Here we gradient boosted model with m stages.  After training and testing the initial stage (steps 1-3) the mistakes of the first stage are incorporated into the training of the second stage (steps 4,5).  This pattern is repeated until the last stage can provide the overall prediction.  It is considered an ensembled technique because the boosted model consists of many learning models.

The name "gradient boosting" comes from the fact that step 4 can be interpreted as a **gradient descent optimization** of the loss function (a function that describes the errors a learner makes).

Here we look at the implementation of gradient boosting as implemented in sklearn.  We use the same two examples we used for decision trees in order to study gradient boosting.

## Text Classification with Gradient Boosting

In [17]:
# set up train and test sets -- use the docterm matrix from above
X_train, X_test, y_train, y_test = \
  train_test_split(docterm,   # as X
                   newsgroups['label'],  # as y
                   train_size=0.8,
                   test_size=0.2,
                   random_state=2)

In [18]:
# model object
model = GradientBoostingClassifier(
    n_estimators = 400,  # the more stages the better the performance
    random_state = 0
)

In [19]:
# train model
model.fit(X_train, y_train)

In [20]:
dsutils.acc_score(model, X_test, y_test, as_string=True)

'Accuracy: 0.91 (0.87, 0.95)'

In [21]:
dsutils.confusion_matrix(model, X_test, y_test)

Unnamed: 0,politics,space
politics,104,5
space,14,85


**Observation**:  Consider the following results,

**decision tree**: Accuracy: 0.74 (0.68,0.80)

**gradient boosting**: Accuracy: 0.91 (0.87,0.95)

**random forest**: Accuracy: 0.92 (0.89, 0.96)

**naive bayes**: Accuracy: 0.96 (0.93,0.98)




## Handwritten Digit Classification

In [22]:
# use the digits data from above
X = digits.drop(columns=['digit'])
y = digits[['digit']]

In [23]:
# setting up training/testing data
X_train, X_test, y_train, y_test = train_test_split(
    X,
    y['digit'], 
    train_size=0.8,
    test_size=0.2,
    random_state=1
)

In [24]:
# model object
model = GradientBoostingClassifier(
    n_estimators = 300,  # the more stages the better the performance
    random_state = 0
)

In [25]:
# train the model
model.fit(X_train, y_train)

In [26]:
dsutils.acc_score(model, X_test, y_test, as_string=True)

'Accuracy: 0.99 (0.98, 0.99)'

In [27]:
dsutils.confusion_matrix(model, X_test, y_test)

Unnamed: 0,0,1,2,3,4,5,6,7,8,9
0,105,0,0,0,0,0,0,0,0,0
1,0,128,0,0,0,0,0,1,0,1
2,0,0,91,0,0,0,0,0,0,0
3,0,0,0,116,0,0,0,0,1,1
4,0,0,0,0,106,0,0,1,0,1
5,0,0,0,0,0,95,0,0,0,1
6,0,0,0,0,1,1,110,0,0,0
7,0,0,0,2,1,0,0,127,0,0
8,0,0,0,0,0,0,1,0,119,1
9,1,0,0,0,0,0,0,0,1,111


**Observation**: Very few mistakes.
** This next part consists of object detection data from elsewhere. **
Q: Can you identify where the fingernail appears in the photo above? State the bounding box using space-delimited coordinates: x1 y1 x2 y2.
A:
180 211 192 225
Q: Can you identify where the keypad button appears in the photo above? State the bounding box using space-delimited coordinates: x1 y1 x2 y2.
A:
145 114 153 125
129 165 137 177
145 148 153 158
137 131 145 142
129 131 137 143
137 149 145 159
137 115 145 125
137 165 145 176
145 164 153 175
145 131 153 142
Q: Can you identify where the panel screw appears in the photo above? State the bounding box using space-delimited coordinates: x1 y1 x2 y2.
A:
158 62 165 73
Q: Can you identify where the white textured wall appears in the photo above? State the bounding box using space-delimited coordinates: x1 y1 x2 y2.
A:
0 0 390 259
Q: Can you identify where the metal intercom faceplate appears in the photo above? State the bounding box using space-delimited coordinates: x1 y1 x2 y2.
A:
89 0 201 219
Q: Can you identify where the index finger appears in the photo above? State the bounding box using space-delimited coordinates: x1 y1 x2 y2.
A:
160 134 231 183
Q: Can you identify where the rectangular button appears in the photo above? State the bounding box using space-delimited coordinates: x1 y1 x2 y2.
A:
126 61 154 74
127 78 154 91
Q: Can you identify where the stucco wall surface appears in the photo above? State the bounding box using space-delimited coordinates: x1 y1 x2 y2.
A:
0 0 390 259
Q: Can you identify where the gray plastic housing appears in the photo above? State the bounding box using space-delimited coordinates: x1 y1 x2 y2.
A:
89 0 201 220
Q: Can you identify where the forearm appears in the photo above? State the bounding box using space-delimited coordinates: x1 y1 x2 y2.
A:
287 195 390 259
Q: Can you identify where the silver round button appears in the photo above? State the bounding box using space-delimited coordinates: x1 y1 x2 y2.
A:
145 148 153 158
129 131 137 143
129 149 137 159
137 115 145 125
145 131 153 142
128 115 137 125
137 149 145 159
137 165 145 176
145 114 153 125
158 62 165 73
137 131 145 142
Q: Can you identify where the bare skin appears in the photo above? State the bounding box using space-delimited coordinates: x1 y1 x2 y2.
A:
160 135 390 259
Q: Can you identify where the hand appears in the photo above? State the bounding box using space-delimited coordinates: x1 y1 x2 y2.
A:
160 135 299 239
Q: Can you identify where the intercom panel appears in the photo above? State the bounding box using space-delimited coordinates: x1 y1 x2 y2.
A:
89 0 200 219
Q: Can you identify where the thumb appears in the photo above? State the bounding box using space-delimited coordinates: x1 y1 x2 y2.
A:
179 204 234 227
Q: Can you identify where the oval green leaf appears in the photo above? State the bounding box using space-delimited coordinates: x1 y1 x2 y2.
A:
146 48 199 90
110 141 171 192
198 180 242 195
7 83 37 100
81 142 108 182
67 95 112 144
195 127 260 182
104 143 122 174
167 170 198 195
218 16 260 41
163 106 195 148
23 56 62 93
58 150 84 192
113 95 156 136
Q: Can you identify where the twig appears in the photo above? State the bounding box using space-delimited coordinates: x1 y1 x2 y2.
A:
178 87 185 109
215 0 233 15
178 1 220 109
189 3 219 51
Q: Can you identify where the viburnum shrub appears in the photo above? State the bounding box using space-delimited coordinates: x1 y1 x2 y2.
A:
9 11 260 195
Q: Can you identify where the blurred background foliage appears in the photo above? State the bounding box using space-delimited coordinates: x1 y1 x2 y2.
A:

The digit seven is being misclassified as three in 2 instances.  

**decision tree**: Accuracy: 0.92 (0.90, 0.93)

**random forest**: Accuracy: 0.97 (0.96, 0.98)

**gradient boosting**: Accuracy: 0.99 (0.98, 0.99)



## Takeaway

The performances of random forests and gradient boosting are comparable.  Both boosting strategies significantly improve performance in both of our high-dimensional domains.

Again, boosting models are too complex and take too long to train to be able to implements an effective grid search strategy.  Unfortunately, there are no nice rules of thumb to implement here.  **Perhaps the best approach is to start with the default of 100 'n_estimators' and then increase this value steadily until performance levels off or until training time becomes too prohibitive.**

# Ensemble Techniques and Regression

All the ensemble models discussed here are also available as regression models in sklearn: **RandomForestRegressor** and **GradientBoostingRegressor**.